O Fundo das Nações Unidas para a Infância (Unicef) pediu hoje US$ 5 milhões para ajudar as 1, find 5 milhão de pessoas afetadas pelas inundações no sul do Paquistão.
“Três em cada quatro pessoas afetadas pelas inundações são crianças e mulheres”, viagra sale disse a porta-voz da organização com sede em Genebra, Veronique Taveau, acrescentando que as regiões mais atingidas são as mais pobres das províncias de Baluchistão e Sindh, no norte do país.
Com estes recursos, a organização poderia garantir o fornecimento de água potável, distribuir material de higiene e medicamentos, reunir as famílias e cuidar dos órfãos, além de oferecer apoio psicológico aos desabrigados.
O Unicef calcula o número de afetados em 1,5 milhão de pessoas, das quais 300 mil têm menos de 5 anos, ao mesmo tempo em que afirma que 100 mil paquistaneses perderam suas casas e que 300 pessoas morreram, número que deve aumentar pela grande quantidade de desaparecidos.
As inundações, causadas pelas chuvas intensas que se seguiram ao ciclone Yemyin, que atingiu as províncias de Baluchistão e Sindh em junho, danificaram muitas estradas, o que dificulta o fornecimento de alimentos, remédios e água potável em algumas regiões, disse Taveau.

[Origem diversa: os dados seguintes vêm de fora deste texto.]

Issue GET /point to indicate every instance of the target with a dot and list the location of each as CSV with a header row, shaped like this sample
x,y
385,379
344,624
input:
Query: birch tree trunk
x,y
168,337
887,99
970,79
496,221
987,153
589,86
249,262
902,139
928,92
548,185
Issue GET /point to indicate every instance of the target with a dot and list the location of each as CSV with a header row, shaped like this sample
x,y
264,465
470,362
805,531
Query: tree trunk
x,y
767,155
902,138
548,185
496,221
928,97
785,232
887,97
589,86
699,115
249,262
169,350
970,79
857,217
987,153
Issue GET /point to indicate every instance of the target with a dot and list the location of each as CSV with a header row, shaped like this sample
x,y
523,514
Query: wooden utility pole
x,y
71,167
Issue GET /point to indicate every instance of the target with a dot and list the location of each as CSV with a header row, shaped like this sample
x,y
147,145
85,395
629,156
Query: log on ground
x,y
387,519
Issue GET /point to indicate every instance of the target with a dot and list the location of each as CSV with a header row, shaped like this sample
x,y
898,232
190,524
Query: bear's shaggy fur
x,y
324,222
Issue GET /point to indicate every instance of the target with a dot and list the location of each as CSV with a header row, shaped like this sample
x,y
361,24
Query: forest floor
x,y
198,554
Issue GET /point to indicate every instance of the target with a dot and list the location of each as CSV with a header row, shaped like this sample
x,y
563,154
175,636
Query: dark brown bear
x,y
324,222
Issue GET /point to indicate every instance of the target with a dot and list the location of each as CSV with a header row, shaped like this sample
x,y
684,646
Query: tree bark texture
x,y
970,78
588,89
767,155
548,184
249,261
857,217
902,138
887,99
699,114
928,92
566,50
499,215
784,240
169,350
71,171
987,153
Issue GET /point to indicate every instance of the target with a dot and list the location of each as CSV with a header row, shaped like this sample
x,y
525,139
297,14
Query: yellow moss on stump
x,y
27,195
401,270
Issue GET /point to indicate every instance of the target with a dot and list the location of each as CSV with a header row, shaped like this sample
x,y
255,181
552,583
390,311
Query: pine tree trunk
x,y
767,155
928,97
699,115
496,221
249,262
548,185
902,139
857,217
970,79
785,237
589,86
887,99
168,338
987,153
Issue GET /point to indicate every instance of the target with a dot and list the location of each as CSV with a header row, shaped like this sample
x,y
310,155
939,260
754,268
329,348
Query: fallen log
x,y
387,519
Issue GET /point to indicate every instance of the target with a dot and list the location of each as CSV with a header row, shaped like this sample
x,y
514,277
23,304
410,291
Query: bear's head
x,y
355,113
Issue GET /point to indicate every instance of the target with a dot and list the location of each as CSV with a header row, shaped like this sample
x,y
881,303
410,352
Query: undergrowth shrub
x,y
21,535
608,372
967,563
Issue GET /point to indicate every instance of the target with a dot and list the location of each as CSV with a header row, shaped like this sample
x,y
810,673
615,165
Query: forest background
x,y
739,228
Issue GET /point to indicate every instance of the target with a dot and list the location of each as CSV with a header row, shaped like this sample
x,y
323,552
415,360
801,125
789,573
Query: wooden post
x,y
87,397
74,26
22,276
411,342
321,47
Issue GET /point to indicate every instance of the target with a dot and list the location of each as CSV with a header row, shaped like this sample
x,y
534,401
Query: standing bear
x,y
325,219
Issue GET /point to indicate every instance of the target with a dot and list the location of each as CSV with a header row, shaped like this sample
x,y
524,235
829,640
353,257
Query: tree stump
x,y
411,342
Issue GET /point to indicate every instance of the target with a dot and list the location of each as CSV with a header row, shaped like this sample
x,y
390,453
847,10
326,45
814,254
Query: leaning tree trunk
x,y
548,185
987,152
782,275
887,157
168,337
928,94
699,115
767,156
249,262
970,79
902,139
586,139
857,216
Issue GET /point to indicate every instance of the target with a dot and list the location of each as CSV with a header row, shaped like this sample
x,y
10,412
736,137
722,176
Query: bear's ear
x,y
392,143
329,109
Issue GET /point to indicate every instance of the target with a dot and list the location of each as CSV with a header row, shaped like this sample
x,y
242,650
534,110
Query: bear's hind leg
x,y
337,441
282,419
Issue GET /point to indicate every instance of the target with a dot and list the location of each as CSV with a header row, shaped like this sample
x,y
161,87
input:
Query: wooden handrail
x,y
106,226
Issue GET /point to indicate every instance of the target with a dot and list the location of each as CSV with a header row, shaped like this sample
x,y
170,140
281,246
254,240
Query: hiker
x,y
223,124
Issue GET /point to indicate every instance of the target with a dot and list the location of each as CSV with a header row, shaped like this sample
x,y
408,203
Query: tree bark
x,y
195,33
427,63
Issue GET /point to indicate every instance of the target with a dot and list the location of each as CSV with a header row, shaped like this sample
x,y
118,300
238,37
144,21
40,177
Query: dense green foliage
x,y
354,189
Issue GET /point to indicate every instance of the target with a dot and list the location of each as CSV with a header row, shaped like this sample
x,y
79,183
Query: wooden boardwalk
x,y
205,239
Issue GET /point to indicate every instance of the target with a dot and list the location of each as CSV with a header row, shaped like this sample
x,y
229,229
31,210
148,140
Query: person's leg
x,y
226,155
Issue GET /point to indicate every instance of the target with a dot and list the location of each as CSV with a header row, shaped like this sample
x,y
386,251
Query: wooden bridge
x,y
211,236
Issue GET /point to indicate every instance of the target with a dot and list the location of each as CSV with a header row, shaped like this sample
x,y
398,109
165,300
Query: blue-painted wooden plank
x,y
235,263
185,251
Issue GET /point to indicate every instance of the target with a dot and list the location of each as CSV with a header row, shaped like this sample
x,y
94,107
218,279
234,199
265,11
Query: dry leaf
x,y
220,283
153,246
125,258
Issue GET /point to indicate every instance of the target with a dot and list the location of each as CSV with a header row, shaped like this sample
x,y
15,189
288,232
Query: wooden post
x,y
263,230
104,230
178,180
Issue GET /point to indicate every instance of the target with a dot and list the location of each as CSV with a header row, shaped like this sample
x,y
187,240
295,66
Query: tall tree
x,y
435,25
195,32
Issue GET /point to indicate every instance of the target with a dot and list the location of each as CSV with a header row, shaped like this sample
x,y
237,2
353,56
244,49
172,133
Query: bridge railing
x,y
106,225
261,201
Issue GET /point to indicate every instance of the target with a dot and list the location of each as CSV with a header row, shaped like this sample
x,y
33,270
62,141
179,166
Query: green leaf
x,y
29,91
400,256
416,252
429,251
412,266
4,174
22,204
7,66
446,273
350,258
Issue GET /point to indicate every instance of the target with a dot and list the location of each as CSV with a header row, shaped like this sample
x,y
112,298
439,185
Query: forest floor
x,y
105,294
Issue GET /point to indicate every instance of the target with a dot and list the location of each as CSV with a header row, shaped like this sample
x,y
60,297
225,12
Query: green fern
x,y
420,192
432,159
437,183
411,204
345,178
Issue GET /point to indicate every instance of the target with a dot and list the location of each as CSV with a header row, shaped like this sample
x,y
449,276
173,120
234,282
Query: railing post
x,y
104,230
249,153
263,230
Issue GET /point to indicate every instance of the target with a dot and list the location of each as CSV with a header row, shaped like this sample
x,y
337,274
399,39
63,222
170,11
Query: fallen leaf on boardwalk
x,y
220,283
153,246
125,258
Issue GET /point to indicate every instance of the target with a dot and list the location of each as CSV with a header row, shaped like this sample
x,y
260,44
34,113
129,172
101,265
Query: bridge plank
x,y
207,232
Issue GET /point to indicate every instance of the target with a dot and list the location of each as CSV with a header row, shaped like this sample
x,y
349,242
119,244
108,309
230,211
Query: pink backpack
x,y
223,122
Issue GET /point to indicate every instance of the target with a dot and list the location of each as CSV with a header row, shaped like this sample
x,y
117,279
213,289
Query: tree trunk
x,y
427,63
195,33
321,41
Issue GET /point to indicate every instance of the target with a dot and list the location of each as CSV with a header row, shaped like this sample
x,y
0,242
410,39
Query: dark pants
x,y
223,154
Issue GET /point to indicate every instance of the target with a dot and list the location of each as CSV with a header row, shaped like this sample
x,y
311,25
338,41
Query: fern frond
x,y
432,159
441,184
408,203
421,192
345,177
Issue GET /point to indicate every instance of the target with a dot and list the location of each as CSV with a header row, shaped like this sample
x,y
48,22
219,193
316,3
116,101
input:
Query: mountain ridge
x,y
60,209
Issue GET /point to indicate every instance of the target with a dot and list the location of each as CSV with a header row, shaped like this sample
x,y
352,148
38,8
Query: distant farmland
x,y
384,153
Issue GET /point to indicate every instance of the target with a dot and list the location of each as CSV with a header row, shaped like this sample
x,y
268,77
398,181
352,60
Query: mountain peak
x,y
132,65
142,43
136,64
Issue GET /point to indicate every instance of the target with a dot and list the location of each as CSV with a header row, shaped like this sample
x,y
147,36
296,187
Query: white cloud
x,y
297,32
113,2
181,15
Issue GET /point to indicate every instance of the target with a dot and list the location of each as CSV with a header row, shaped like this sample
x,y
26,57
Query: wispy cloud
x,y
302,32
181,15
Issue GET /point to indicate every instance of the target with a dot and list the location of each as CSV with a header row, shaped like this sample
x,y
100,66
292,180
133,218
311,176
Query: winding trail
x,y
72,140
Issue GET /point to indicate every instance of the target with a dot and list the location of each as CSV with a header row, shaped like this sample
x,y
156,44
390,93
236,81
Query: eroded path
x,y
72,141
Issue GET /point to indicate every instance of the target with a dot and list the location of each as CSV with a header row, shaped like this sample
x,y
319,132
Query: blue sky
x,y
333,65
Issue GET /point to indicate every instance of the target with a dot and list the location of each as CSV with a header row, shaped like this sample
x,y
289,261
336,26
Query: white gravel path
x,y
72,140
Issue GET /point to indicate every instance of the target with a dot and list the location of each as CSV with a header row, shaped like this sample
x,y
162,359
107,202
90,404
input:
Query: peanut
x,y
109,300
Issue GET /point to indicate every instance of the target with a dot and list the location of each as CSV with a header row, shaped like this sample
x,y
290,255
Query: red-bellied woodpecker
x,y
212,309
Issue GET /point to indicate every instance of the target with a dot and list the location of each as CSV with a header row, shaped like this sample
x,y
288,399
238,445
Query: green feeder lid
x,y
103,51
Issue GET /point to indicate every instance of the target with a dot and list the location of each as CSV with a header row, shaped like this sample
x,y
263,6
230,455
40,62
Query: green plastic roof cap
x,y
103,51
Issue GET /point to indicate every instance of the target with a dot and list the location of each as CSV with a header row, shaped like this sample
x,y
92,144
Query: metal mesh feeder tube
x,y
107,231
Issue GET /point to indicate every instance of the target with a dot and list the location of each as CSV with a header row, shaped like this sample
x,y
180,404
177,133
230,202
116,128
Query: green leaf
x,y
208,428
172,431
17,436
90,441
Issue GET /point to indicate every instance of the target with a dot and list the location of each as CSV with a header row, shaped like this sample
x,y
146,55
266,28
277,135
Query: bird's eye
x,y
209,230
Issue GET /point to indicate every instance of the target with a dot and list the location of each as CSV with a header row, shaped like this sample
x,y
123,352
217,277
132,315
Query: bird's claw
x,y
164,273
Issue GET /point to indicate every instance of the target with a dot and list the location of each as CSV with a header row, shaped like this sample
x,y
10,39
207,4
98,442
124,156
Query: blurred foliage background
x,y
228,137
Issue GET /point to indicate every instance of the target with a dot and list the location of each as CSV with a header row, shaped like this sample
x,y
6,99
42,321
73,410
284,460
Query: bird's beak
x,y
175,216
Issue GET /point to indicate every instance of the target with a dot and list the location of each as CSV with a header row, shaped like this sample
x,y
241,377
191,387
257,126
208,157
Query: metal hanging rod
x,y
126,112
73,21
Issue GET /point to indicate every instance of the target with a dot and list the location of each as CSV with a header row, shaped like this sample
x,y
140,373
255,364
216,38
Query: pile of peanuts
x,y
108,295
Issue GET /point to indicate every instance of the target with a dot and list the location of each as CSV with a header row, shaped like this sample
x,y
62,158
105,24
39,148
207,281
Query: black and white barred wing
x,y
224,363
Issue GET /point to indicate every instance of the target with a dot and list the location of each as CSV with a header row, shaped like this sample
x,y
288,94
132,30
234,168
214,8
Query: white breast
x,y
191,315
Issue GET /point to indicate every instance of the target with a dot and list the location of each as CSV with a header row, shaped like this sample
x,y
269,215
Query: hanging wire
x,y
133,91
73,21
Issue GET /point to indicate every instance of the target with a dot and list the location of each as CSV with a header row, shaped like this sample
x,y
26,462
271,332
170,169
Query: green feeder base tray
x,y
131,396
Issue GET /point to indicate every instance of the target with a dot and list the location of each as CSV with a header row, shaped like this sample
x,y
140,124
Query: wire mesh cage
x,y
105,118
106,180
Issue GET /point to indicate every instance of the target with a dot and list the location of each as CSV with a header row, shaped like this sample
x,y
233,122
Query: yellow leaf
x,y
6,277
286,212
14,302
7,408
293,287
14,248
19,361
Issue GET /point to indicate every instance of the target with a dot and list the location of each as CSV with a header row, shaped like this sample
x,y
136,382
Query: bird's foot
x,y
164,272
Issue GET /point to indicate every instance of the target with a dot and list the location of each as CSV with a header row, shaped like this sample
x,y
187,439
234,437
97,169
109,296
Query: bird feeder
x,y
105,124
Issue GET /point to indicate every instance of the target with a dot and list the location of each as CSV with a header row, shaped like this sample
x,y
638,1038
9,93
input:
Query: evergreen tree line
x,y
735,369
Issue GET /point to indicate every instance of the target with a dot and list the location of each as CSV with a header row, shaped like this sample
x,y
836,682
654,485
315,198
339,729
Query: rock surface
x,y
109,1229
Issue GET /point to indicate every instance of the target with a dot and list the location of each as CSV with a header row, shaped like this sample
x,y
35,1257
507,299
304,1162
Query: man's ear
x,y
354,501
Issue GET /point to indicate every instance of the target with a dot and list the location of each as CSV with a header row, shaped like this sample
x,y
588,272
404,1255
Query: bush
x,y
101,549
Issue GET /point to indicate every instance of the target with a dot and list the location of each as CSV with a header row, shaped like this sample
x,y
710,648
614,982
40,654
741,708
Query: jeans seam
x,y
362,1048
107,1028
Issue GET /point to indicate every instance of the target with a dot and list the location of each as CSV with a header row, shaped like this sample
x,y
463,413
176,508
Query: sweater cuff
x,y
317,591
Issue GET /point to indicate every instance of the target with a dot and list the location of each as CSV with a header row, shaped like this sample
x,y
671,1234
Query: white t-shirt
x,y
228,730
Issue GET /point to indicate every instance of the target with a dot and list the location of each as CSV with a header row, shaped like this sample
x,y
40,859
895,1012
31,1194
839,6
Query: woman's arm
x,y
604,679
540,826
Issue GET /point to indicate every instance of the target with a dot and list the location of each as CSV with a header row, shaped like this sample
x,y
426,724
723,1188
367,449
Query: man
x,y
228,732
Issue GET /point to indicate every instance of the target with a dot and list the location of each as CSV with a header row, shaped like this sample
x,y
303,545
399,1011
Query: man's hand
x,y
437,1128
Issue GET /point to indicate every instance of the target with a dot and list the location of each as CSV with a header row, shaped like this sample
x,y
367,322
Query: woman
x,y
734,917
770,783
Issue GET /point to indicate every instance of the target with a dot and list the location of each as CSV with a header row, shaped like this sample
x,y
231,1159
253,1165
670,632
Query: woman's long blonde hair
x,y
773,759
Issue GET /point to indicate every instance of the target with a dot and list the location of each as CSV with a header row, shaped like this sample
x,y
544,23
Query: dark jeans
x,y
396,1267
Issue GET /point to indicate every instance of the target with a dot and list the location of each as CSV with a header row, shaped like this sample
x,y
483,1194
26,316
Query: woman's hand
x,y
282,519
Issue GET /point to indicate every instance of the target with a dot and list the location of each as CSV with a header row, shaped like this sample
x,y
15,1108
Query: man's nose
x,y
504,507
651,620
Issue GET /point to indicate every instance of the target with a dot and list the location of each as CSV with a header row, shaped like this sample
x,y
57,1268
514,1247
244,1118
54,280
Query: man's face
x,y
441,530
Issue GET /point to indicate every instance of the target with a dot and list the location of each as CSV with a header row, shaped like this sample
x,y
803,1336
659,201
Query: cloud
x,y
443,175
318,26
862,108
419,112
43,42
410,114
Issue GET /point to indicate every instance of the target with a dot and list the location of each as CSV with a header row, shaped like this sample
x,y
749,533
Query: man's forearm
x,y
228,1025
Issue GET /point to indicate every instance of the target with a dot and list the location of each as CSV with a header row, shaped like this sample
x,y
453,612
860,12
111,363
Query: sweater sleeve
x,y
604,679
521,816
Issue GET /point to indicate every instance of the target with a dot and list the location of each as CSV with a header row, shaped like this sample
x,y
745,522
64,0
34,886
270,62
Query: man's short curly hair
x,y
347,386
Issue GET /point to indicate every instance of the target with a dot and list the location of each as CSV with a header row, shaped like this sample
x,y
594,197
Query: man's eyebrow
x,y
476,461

“A falta de água, somada às más condições de higiene e saúde, provoca doenças contagiosas, desidratação e contágios”, acrescentou a porta-voz do Unicef, que lembrou que os moradores da região estão expostos a “temperaturas extremamente altas”.
Além disso, os hospitais e os centros de saúde continuam fechados ou funcionam apenas parcialmente, o que também ocorre nas escolas de ensino fundamental. Antes das inundações no Baluchistão, apenas metade das crianças da província recebia vacinas de imunização e cerca de 43% dos menores de cinco anos sofriam de doenças respiratórias, enquanto só 28% dos meninos e 20% das meninas freqüentavam as escolas primárias.
Nas áreas mais pobres da província, assim como nas de Sindh, uma em cada dez crianças morre antes de completar um ano de vida, 40% dos menores de cinco anos são desnutridos e a mortalidade materna é o dobro da média do país, já que a cada 100 mil nascimentos, 600 mulheres morrem.